I am not a fan of Harry Potter (though I am a fan of Lord of the Rings); but from what I heard of the series, it sounds like she lifted more than a few concepts, components, etc. from Tolkien.
It’s amazing that nearly sixty years after Tolkien wrote Lord of the Rings, writers are still (to some degree or another) imitating him. Amazing what a fellow who would otherwise have been an obscure philologist and professor accomplished.

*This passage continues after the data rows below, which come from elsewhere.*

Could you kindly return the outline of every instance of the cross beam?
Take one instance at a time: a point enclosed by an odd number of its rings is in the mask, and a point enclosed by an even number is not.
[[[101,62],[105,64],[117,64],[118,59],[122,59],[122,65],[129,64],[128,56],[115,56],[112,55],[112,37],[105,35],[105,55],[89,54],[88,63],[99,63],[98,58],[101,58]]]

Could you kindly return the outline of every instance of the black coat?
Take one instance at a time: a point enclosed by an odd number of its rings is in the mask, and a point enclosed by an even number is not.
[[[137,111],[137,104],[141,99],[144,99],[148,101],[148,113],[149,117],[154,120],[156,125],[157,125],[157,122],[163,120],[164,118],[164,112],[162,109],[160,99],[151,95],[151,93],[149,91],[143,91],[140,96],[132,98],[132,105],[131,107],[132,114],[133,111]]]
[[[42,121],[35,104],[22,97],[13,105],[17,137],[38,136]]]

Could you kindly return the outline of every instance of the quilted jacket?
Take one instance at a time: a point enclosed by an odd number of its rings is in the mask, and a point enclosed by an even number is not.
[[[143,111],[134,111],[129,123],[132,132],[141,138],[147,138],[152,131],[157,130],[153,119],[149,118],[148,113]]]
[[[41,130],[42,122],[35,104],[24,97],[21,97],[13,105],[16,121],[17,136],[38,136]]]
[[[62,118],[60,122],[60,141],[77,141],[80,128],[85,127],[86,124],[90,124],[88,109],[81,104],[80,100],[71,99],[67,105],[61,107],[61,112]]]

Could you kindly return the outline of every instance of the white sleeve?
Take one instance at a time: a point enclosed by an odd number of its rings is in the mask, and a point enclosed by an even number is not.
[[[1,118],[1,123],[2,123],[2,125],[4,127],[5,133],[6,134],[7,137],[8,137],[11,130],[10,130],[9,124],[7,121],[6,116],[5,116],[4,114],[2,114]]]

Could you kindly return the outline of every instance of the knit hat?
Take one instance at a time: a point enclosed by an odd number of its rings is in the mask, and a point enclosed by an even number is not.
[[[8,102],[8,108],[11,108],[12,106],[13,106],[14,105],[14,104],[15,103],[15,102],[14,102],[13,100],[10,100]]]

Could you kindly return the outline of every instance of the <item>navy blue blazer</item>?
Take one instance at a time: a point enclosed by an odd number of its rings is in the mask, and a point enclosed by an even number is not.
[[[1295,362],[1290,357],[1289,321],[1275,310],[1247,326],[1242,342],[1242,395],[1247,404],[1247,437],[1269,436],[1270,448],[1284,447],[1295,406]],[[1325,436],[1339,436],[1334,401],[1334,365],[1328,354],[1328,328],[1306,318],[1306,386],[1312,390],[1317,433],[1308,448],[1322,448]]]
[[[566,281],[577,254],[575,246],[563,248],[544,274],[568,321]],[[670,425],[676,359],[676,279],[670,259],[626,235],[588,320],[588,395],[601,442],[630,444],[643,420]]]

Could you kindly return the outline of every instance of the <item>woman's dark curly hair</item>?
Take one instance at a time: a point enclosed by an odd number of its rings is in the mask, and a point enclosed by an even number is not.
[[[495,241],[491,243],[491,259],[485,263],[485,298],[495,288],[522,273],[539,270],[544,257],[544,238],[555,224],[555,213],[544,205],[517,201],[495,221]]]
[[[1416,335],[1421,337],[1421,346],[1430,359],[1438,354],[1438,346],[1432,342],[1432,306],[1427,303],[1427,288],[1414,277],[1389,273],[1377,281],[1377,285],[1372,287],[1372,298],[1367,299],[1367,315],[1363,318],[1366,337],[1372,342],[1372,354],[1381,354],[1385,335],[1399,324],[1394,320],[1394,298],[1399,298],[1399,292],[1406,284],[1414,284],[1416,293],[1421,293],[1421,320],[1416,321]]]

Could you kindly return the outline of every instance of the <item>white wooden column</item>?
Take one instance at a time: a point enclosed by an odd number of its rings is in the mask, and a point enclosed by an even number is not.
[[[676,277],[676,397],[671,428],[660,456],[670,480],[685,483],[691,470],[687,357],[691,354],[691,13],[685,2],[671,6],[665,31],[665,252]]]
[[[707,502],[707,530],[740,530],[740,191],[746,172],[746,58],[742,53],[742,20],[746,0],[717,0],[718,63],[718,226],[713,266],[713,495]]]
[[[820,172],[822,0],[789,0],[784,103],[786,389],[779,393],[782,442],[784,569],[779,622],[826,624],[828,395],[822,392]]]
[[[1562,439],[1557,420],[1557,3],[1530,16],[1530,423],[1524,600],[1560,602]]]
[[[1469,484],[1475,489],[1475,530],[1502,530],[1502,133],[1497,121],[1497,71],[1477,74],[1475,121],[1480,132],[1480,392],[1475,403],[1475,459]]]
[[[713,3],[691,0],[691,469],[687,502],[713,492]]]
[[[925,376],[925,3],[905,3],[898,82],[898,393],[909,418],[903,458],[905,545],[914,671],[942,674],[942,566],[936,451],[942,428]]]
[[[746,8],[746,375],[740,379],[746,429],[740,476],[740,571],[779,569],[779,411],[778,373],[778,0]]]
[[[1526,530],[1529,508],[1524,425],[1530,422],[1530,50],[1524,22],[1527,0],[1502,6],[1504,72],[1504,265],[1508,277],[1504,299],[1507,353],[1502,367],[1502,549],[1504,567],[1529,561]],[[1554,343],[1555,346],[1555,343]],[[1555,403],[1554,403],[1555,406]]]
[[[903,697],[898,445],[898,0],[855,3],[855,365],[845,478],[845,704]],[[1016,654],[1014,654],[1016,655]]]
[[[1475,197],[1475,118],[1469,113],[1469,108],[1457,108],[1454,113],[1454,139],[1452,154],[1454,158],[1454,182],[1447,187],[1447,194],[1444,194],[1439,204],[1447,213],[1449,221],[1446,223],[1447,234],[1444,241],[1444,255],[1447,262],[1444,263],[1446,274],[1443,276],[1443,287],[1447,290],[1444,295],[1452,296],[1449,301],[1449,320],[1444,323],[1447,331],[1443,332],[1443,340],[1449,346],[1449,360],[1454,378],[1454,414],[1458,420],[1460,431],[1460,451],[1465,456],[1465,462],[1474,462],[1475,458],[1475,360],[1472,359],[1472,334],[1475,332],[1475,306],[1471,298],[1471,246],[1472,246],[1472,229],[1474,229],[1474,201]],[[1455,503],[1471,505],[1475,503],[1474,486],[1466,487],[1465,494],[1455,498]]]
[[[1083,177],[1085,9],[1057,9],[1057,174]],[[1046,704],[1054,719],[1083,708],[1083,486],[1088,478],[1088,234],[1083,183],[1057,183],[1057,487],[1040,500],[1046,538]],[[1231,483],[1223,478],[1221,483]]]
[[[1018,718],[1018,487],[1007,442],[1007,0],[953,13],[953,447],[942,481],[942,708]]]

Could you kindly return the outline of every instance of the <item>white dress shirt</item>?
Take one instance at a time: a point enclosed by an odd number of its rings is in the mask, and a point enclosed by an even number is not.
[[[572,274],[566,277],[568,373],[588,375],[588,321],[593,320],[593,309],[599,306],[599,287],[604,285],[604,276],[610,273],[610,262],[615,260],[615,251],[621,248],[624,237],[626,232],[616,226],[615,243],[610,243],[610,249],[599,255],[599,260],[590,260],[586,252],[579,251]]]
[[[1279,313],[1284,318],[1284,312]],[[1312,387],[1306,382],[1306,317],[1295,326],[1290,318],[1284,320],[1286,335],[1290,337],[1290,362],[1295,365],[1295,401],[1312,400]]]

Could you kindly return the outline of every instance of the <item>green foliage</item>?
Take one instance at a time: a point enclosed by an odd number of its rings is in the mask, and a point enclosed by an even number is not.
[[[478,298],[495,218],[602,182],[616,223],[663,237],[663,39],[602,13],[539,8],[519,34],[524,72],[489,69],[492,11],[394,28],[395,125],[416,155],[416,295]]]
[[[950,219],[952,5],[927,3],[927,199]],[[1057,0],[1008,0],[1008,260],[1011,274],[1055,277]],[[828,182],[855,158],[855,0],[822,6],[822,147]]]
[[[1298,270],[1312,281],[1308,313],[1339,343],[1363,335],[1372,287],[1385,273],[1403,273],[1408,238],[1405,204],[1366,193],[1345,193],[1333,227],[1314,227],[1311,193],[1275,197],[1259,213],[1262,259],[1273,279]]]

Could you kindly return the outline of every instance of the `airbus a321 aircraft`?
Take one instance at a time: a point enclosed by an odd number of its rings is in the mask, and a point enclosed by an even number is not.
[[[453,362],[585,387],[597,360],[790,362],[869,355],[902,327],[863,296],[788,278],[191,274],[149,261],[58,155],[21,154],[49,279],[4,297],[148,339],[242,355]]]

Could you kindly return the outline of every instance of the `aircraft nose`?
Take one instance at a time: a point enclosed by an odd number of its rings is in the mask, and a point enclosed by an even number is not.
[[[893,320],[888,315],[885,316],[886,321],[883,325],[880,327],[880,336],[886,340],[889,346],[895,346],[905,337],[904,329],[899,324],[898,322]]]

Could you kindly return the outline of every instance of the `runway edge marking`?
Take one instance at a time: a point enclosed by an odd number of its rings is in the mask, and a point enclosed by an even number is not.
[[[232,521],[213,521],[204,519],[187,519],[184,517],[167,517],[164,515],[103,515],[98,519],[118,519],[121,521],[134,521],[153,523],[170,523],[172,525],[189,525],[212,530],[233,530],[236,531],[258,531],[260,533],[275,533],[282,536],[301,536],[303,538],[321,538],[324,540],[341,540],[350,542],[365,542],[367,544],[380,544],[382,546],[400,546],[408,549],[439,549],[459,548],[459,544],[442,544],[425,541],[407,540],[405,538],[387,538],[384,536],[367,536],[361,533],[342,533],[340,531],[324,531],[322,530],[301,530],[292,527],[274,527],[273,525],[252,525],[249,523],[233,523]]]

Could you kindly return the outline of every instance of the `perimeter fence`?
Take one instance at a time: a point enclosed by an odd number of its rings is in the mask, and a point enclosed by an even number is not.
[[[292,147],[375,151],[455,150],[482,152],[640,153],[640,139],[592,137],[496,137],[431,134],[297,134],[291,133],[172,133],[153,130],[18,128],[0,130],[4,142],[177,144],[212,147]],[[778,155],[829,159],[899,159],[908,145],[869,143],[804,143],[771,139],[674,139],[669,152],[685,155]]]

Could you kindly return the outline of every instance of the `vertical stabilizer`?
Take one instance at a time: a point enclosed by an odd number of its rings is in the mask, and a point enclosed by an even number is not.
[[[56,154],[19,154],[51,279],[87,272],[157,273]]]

She uses Jane Austin a lot. It’s called narrative misdirection. We see everything from Harry’s point of view and so miss out on a lot of information. We think as he thinks and end up getting misdirected in every book until at the end, “I open at the close.” If you only watch the movies and you treat the books as children’s books, they are successful but basically boring to adults. If you approach them as literature, they are very successful. Of course, literature is not everyone’s cup of tea. Harry Potter has brought me back to Shakespeare, Jane Austin, and Dante. The Hero’s Journey is only one of the more shallow approaches to take. The theological approach is fascinating too. In every book he goes beneath the ground and rises in the presence or because of a symbol of Christ. In the last book Harry is the symbol.
Not to mention C.S. Lewis' "Prince Caspian" in which he has Peter, Edmund, Susan and Lucy transported to their alternate world (Narnia) via a train leaving an underground station.
All art is derivative, if you copy and publish from a single source, it's plagiarism, if from multiple sources, it's "research".